Class TutorialDocumentProcessor

java.lang.Object
org.wikidata.wdtk.examples.TutorialDocumentProcessor
All Implemented Interfaces:
EntityDocumentProcessor

public class TutorialDocumentProcessor extends Object implements EntityDocumentProcessor
This is a simple template for an EntityDocumentProcessor that can be modified to try your own code.

Exercise 1: Just run the code as it is and have a look at the output. It will print a lot of data about item documents to the console. You can see roughly what the data looks like. Find the data for one item and look up the item on wikidata.org. Find the data that you can see on the Web page in the print out (note that some details might have changed since you local data is based on a dump).

Exercise 2: The code below already counts how many items and properties it processes. Add additional counters to count: (1) the number of labels, (2) the number of aliases, (3) the number of statements, (4) the number of site links. Print this data at the end or write it to the file if you like.

Exercise 3: Extend your code from Exercise 2 to count how many items have a link to English Wikipedia (or another Wikipedia of your choice). The site identifier used in the data for English Wikipedia is "enwiki".

Exercise 4: Building on the code of Exercise 3, count the number of site links for all sites that are linked. Use, for example, a hashmap to store integer counters for each site id you encounter. Print the results to a CSV file and load the file into a spreadsheet application (this can also be an online application such as Google Drive).
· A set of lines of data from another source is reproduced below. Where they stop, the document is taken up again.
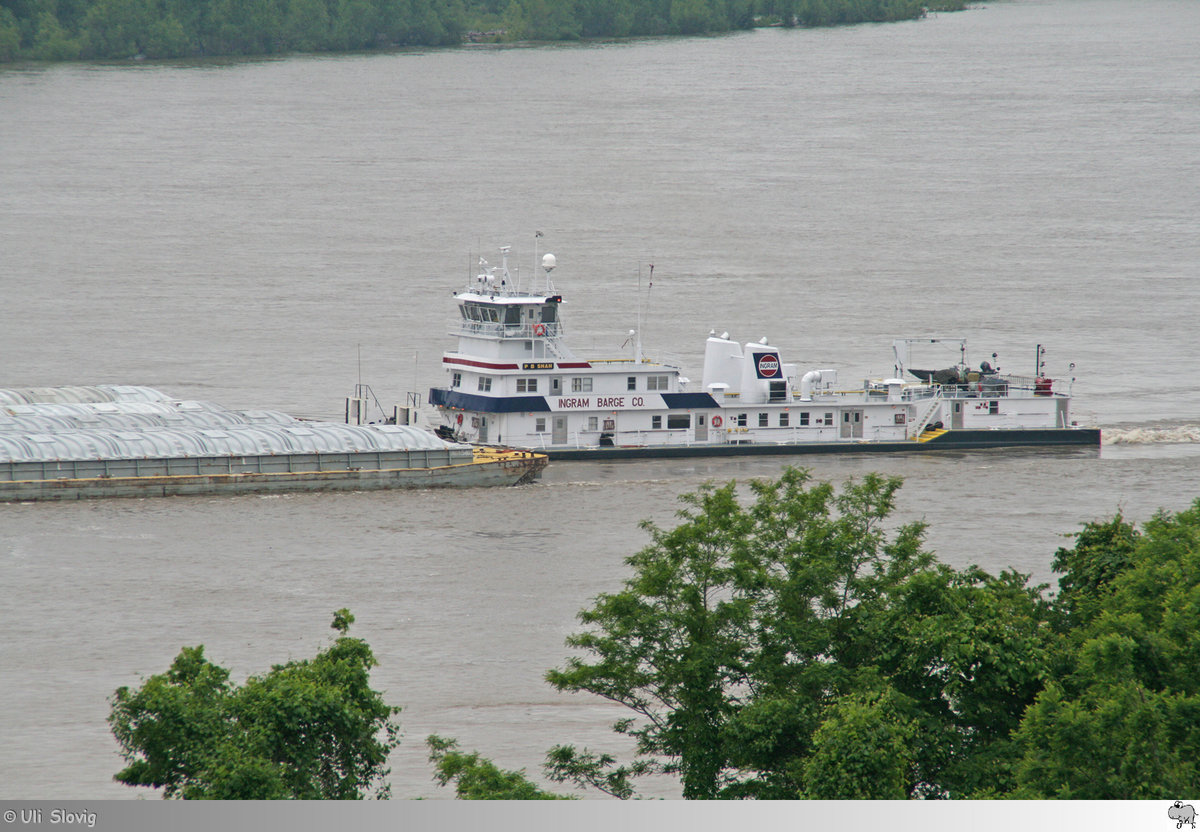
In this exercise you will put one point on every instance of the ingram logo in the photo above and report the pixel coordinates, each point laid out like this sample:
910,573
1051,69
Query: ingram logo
1182,813
767,365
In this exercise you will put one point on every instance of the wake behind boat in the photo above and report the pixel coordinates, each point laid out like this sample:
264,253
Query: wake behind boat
514,381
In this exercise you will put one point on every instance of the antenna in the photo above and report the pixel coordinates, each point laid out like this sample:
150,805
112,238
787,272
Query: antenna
637,342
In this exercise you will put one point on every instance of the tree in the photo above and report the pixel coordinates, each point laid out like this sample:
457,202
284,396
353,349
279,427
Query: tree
759,646
307,730
739,627
1121,717
477,779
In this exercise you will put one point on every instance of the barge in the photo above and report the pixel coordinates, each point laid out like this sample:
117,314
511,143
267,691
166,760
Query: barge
83,442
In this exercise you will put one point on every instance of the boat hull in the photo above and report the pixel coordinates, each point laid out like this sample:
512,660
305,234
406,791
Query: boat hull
958,440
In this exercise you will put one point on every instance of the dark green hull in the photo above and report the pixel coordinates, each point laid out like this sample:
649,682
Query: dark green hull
957,440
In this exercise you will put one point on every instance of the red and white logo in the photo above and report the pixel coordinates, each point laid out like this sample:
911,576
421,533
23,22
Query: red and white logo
768,365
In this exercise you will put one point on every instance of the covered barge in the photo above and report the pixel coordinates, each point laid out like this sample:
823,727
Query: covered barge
113,441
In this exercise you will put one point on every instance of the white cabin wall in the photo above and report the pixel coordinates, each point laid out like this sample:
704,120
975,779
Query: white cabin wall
723,364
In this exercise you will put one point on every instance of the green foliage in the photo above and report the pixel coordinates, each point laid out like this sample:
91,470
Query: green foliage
479,779
750,640
306,730
863,748
597,771
1102,551
1122,717
123,29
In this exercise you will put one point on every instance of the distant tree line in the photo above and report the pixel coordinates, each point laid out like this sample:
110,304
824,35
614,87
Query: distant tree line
154,29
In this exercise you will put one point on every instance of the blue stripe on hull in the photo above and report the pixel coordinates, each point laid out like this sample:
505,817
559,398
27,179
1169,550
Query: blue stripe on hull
468,401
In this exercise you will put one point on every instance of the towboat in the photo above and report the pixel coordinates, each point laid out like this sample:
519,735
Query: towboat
514,381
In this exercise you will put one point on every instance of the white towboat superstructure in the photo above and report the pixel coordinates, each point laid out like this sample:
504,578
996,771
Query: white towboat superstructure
514,381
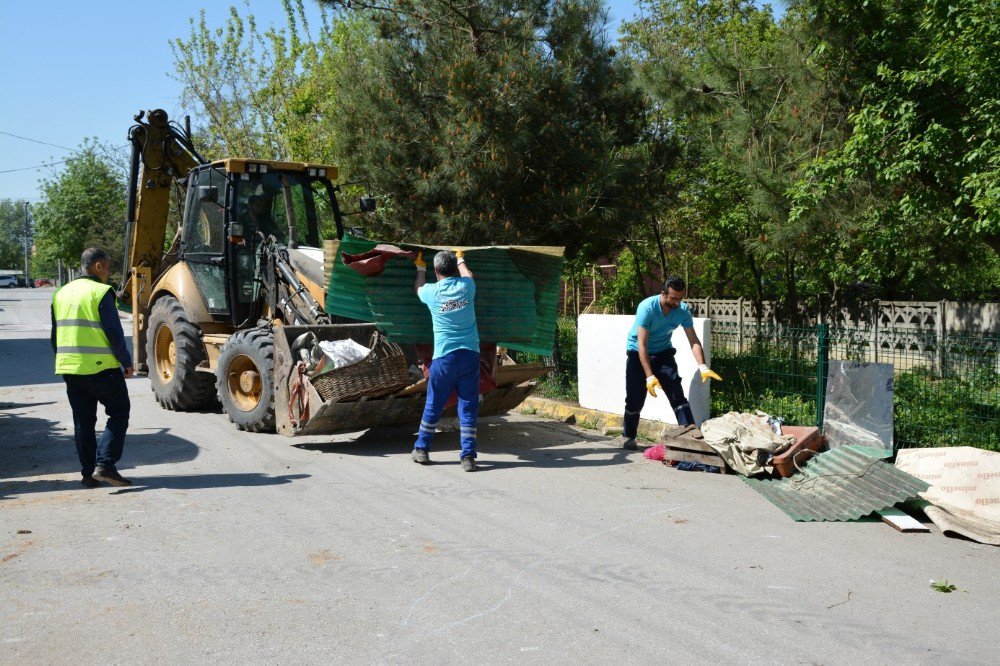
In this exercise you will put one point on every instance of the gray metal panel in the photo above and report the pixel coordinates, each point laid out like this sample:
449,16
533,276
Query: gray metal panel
842,484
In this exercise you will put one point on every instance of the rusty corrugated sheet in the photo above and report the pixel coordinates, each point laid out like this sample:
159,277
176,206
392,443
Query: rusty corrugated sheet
845,483
517,293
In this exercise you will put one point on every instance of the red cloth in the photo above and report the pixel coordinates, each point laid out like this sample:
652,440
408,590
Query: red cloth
373,262
487,368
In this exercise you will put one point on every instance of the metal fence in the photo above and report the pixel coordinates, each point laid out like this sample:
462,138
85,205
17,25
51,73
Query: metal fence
946,393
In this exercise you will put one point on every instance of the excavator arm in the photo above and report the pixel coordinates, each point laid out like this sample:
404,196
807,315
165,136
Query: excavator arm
162,155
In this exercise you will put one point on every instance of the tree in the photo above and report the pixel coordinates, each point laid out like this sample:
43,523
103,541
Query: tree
12,231
82,206
493,122
917,178
265,94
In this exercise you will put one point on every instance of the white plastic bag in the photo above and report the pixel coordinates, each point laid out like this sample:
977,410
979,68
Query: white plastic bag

You can order the data by count and create a diagram. The number of site links should be close to the number of articles in the project.

Exercise 5: Compute the average life expectancy of people on Wikidata. To do this, consider items with a birth date (P569) and death date (P570). Whenever both dates are found, compute the difference of years between the dates. Store the sum of these lifespans (in years) and the number of people for which you recorded a lifespace to compute the average. Some hints:

  • There can be more than one statement for any property, even for date of birth/death (if there are different opinions). For simplicity, just use the first.
  • Dates can be uncertain. This is expressed by their precision, TimeValue.getPrecision(). You should only consider values with precision greater or equal to TimeValue.PREC_DAY.

Exercise 6: Compute the average life span as in Exercise 5, but now grouped by year of birth. This will show you how life expectancy changed over time (at least for people with Wikipedia articles). For this, create arrays or maps to store the sum of the lifespan and number of people for each year of birth. Finally, compute all the averages and store them to a CSV file that gives the average life expectancy for each year of birth. Load this file into a spreadsheet too to create a diagram. What do you notice? Some hints:

  • An easy way to store the numbers you need for each year of birth is to use an array where the year is the index. This is possible here since you know that years should be in a certain range. You could also use a Hashmap, of course, but sorting by key is more work in this case.
  • The data can contain errors. If you see strange effects in the results, maybe you need to filter some unlikely cases.
  • To get a smooth trend for life expectancy, you need to have at least a few people for every year of birth. It might be a good idea to consider only people born after the year 1200 to make sure that you have enough precise data.
Author:
Markus Kroetzsch
  • Constructor Details

    • TutorialDocumentProcessor

      public TutorialDocumentProcessor()
  • Method Details

    • processItemDocument

      public void processItemDocument(ItemDocument itemDocument)
      Processes one item document. This is often the main workhorse that gathers the data you are interested in. You can modify this code as you wish.
      Specified by:
      processItemDocument in interface EntityDocumentProcessor
      Parameters:
      itemDocument - the ItemDocument
    • processPropertyDocument

      public void processPropertyDocument(PropertyDocument propertyDocument)
      Processes one property document. Property documents mainly tell you the name and datatype of properties. It can be useful to process all properties first to store data about them that is useful when processing items. There are not very many properties (about 1100 as of August 2014), so it is safe to store all their data for later use.
      Specified by:
      processPropertyDocument in interface EntityDocumentProcessor
      Parameters:
      propertyDocument - the PropertyDocument
    • storeResults

      public void storeResults()
      Stores the processing results in a file. CSV (comma separated values) is a simple format that makes sense for such tasks. It can be imported easily into spreadsheet tools to generate diagrams from the data.